Increased attention to the importance of using up-to-date software patches, workforce awareness and organizations’ willingness to align cybersecurity risks with business risks helped limit the fallout in the United States, he said.
At HHS, Wlaschin said, the agency works with the National Health Information Sharing and Analysis Center, a nonprofit that is the official healthcare information sharing and analysis center, and the HITRUST Alliance, another nonprofit information-sharing and analysis organization, as well as other organizations, to alert the healthcare sector about cybersecurity threats such as WannaCry.
“Imagine a public health emergency not generated by a hurricane or wildfires, but by a cyber incident where a large watch of medical devices could not be used, and patients had to be turned away or scheduled somewhere else for service,” he said. “Imagine a radiologist not being able to read critical CT scans or other images and having to delay care to a large portion of the population. That’s what worries me about ransomware.”
The Food and Drug Administration, the National Institutes of Health, the Centers for Disease Control and Prevention and other HHS components are working with the department’s strategic vendor partners to “illuminate the problem, to align it with business risks and then to take meaningful actions to prevent it.”
Komaroff said that the DOD has developed a “multipronged approach” to sharing information about threats with its commercial partners.

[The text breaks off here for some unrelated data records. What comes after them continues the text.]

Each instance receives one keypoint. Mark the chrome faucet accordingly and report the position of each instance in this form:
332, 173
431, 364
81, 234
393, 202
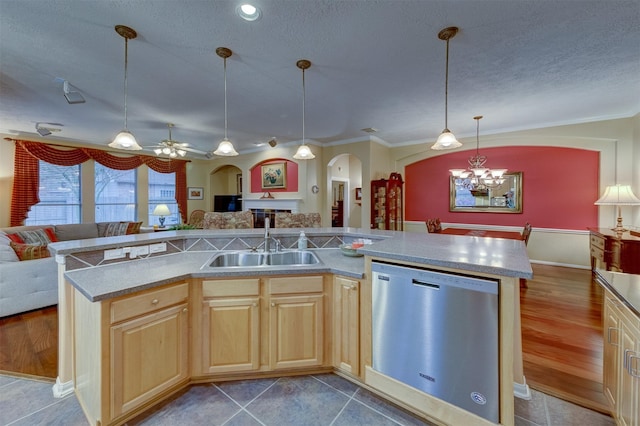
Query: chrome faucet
267, 236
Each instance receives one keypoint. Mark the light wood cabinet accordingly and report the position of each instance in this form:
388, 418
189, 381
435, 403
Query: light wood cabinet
230, 325
346, 325
130, 351
148, 356
296, 322
622, 361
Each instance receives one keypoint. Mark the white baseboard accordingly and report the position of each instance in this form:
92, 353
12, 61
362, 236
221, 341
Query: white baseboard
60, 390
521, 390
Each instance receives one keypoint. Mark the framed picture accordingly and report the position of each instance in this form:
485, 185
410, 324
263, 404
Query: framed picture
274, 175
505, 197
195, 193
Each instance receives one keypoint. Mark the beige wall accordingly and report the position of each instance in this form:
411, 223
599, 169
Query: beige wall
618, 142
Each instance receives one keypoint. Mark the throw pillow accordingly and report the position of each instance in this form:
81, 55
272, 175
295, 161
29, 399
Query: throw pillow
7, 254
36, 237
51, 233
116, 228
133, 227
15, 238
30, 251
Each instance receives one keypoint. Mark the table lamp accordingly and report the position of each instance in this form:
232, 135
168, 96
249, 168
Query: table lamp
618, 195
161, 210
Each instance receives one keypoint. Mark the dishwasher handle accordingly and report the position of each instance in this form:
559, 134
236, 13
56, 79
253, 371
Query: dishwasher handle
425, 284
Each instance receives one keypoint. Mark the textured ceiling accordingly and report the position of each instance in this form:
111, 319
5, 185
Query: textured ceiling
380, 64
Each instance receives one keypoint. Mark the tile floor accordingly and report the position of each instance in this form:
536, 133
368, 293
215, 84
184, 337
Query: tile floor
324, 399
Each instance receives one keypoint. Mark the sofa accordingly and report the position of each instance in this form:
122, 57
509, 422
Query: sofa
28, 272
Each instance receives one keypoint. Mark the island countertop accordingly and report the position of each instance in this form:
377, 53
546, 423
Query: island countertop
625, 286
471, 254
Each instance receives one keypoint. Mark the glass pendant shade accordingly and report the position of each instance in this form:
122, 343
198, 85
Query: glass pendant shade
225, 149
125, 140
446, 140
304, 153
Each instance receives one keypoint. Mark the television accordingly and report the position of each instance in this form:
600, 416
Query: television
227, 203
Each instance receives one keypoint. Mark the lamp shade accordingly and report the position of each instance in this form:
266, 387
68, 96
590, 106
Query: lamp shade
161, 210
618, 195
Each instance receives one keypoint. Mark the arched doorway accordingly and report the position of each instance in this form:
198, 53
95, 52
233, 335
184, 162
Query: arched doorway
225, 184
344, 177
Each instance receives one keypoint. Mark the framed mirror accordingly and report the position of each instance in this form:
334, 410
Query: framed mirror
503, 198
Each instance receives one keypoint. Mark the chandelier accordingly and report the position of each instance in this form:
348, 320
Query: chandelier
478, 178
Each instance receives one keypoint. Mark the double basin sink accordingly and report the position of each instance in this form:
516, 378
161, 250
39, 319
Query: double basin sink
248, 259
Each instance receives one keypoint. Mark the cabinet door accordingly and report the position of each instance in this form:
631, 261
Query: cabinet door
230, 335
346, 325
148, 355
628, 405
296, 331
611, 329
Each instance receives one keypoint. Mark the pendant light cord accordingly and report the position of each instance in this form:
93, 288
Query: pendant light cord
225, 98
446, 88
304, 103
126, 56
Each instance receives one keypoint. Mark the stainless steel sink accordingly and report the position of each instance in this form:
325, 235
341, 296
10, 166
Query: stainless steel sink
248, 259
298, 257
238, 259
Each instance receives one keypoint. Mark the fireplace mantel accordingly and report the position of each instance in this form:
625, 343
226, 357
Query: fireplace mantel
292, 204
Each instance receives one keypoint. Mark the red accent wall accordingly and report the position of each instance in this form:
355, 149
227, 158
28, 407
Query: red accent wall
559, 187
291, 176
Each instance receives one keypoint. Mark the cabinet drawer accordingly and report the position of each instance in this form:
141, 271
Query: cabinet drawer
148, 302
597, 241
224, 288
302, 284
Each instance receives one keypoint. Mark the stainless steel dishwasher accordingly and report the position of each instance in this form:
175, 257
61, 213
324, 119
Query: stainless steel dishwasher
438, 332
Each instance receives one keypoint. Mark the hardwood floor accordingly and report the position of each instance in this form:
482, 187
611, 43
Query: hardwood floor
561, 337
562, 343
29, 343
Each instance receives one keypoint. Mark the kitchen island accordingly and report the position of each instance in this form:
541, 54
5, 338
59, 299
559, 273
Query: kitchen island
133, 331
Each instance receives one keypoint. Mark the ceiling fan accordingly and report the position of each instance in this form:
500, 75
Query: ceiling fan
173, 148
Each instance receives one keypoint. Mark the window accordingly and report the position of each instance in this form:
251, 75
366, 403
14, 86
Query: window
115, 194
162, 190
59, 193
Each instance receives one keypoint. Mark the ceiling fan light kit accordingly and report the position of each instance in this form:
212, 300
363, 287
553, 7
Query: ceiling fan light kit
125, 139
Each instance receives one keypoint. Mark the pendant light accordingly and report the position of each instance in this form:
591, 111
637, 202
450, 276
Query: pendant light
303, 152
225, 148
125, 139
446, 140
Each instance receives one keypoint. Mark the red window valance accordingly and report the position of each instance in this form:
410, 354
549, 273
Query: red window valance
26, 172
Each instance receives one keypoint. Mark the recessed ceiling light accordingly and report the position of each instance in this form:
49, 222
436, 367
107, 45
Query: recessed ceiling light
248, 12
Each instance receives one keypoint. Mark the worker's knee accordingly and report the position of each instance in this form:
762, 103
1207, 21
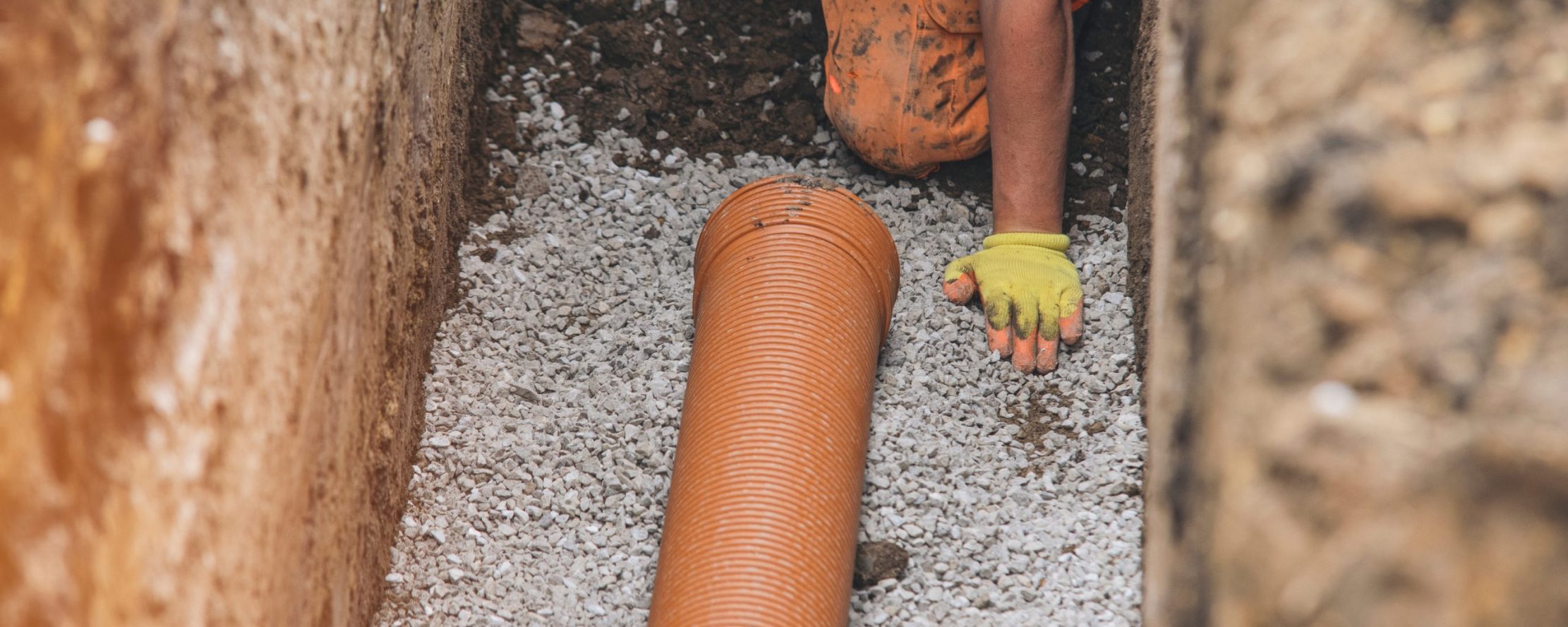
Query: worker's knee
907, 82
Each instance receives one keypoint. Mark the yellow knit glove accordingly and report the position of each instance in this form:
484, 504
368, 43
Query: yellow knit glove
1030, 294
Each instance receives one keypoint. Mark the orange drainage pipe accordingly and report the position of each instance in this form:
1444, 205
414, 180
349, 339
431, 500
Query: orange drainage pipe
795, 281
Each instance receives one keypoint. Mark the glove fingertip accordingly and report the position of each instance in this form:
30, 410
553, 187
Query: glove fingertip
960, 290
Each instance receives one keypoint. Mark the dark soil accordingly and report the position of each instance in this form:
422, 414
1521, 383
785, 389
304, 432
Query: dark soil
728, 77
732, 77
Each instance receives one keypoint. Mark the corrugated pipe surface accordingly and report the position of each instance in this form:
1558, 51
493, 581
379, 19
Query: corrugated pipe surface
795, 281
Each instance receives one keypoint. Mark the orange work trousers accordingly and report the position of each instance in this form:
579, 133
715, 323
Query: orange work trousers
907, 80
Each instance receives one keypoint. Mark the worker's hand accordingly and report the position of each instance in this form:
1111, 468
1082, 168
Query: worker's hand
1030, 294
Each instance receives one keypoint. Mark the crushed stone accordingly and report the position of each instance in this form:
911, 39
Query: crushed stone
555, 394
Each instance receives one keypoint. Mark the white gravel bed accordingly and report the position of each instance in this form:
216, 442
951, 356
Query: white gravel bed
557, 383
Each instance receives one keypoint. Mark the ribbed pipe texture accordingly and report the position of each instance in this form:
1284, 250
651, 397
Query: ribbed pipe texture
794, 292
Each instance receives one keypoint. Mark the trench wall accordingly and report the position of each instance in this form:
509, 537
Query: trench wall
1360, 314
224, 246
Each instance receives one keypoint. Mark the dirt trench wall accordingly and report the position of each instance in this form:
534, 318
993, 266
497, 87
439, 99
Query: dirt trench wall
223, 253
1360, 314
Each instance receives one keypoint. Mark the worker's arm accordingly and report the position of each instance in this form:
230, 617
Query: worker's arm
1030, 290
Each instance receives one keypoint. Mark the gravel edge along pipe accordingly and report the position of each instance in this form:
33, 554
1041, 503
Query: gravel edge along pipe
794, 290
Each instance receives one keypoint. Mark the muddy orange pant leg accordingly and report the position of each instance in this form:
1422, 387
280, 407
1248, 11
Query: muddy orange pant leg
907, 80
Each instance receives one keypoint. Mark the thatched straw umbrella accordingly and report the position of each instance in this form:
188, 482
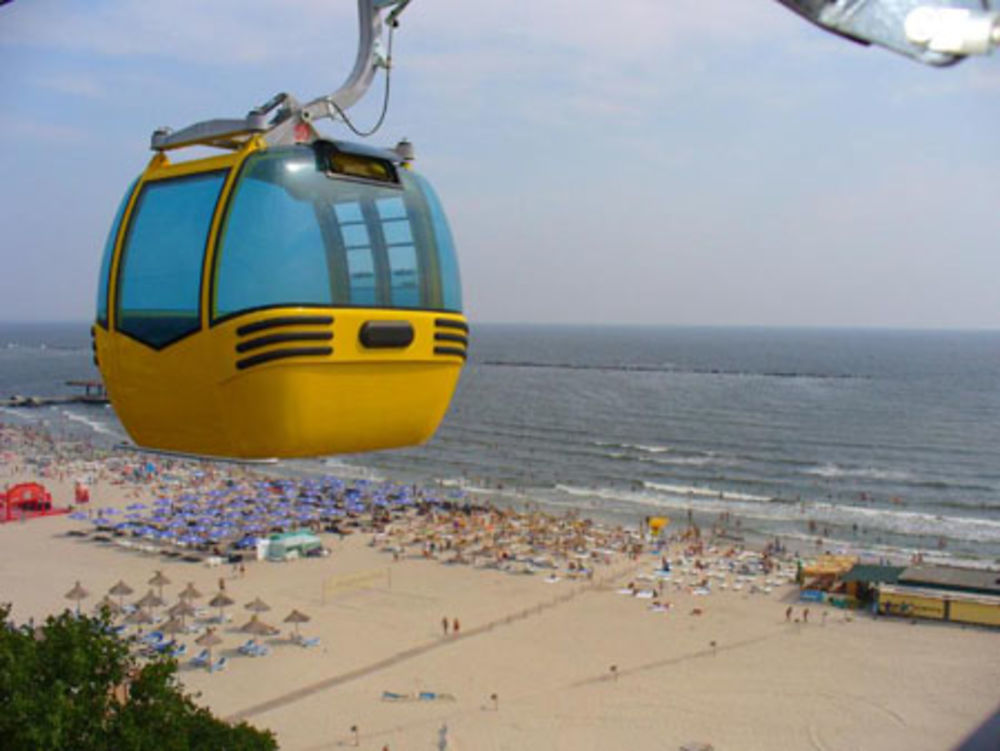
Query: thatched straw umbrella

That includes sharing threat information via the Defense Cyber Crimes Center, which analyzes cybersecurity threat signatures and serves as a clearinghouse for threat information produced by the DOD and its private sector partners. Defense contractors also voluntarily provide classified threat context that explains threat signatures.
Additionally, Komaroff said, the DOD requires its contractors to meet certain cybersecurity requirements to protect controlled unclassified information. The Pentagon also has voluntary and mandatory cybersecurity reporting requirements.
Contextualize Ransomware Threat Information
HHS’s Health Cybersecurity and Communications Integration Center (HCCIC) led a coordinated response to WannaCry as it was launching operations this past spring. The HCCIC, designed as a healthcare-focused cousin of the Department of Homeland Security’s National Cybersecurity and Communications Integration Center (NCCIC), serves as a central hub for monitoring cyberthreats to the healthcare sector and to share information with the private sector.
The HCCIC, Wlaschin said, is designed to contextualize threat information and make it meaningful to doctors, nurses and office managers who do not have advanced technology or much of an IT background.
“Automated threat indicator sharing is very valuable,” he said. “And, when consumed at machine speed by organizations that have the mature IT infrastructure or security staff to consume or take action on it, it’s very valuable. But by and large, the majority of the healthcare sector is not that way.”
HHS is working with information-sharing organizations to make sure cybersecurity threat information is sent in understandable ways to small doctors’ offices across the country, Wlaschin said.
“The collective awareness, preparedness and resilience of the healthcare sector relies on information sharing,” Wlaschin said.